Keenon's Homepage

Hi there! I'm a Computer Science and Biomechanics PhD student at Stanford.

I work on exoskeletons to restore mobility for people with disabilities, like me.

You can read about it on my blog, or follow me on Twitter (though I don't post often).

You can also reach me via email at keenon@cs.stanford.edu


Things I've built that I'm especially proud of:

addbiomechancs dataset
The world's largest public dataset of human dynamics (motion and forces). We have a 70+ hour manually reviewed core dataset, and also enormous periodic snapshots of shared data on AddBiomechanics.
addbiomechancs
A tool to automate biomechanical data processing, and encourage sharing. 300+ labs from around the world use AddBiomechanics to process and share their data.
nimblephysics
Differentiable physics engine for humans and robots. This is the foundation for AddBiomechanics, and has 380+ stars on GitHub in its own right.

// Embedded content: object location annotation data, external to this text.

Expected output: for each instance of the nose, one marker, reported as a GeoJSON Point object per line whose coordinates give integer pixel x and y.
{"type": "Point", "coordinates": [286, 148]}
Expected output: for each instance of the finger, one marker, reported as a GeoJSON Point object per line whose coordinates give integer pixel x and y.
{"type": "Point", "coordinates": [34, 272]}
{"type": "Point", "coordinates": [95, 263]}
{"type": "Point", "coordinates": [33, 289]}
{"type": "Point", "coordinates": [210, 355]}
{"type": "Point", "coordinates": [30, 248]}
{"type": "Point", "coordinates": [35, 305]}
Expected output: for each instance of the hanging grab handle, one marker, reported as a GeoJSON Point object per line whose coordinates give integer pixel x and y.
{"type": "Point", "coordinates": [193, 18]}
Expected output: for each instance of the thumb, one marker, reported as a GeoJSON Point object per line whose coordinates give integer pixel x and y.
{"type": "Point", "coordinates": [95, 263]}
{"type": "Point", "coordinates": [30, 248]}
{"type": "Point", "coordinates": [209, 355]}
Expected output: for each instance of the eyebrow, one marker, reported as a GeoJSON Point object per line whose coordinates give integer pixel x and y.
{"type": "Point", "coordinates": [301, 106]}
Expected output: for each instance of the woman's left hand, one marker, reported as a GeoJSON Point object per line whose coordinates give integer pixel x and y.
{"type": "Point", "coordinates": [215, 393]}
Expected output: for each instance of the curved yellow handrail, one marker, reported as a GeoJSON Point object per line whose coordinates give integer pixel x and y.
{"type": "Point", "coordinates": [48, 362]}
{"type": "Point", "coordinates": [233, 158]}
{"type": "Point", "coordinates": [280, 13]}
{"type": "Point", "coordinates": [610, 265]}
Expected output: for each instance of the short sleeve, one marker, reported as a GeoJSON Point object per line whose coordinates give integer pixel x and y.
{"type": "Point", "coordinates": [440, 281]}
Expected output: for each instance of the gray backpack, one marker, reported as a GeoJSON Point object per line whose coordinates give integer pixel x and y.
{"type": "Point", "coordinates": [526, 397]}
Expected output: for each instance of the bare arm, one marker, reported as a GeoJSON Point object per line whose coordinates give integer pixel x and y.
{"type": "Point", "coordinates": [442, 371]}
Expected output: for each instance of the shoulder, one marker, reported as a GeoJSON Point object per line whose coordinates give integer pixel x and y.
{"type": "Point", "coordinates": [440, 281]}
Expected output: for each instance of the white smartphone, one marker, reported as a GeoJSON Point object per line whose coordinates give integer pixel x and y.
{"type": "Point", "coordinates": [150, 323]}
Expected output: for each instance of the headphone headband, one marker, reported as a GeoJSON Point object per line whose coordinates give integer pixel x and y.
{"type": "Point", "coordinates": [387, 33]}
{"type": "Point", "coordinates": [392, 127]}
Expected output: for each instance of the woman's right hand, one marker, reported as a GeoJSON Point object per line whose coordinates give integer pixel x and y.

I was co-founder and CEO at Eloquent Labs back in 2016 with Gabor Angeli. We ran it together for 3 years, grew it to ten employees, and were acquired by Square.

Fun data visualization:

Energy Museum
Work in Progress! Visualization of energy flows in the body during gait, based on data from AddBiomechanics

About me:

I was diagnosed with Charcot Marie Tooth (type 2A) at age 8. It started out with mild foot-drop, and has progressed over the last 20 years to be almost complete paralysis below the knee, weakness in my upper thighs, and weakness in my hands. If we don't find a better solution, I'll probably end up in a wheel chair in the next couple of years.

I grew up in Minnesota, with the best family in the world.

I did my undergrad at Stanford, class of 2016, and did some work in Chris Manning's NLP Group. After undergrad, I founded Eloquent Labs with Gabor Angeli. We built AI chatbots for customer support, landed a few big enterprise accounts, grew to ten people, and were acquired by Square (now Block) back in 2019, where I worked for a year. All told it was a good 4 years of my life :)

Now I'm back at Stanford, working on curing my disability with better powered exoskeletons. While I'm at it, I'm getting a PhD and trying to beat my college sweetheart's (and now wife's) outrageous citation count from her masters work -- though I've still got a long way to go.

Exoskeletons touch a lot of academic disciplines, so I go to a bunch of different lab meetings. My main academic home is with the Movement Lab with professor Karen Liu, and I also hang out with the Neuromuscular Biomechanics Lab with professor Scott Delp, and the Biomechatronics Lab with professor Steve Collins.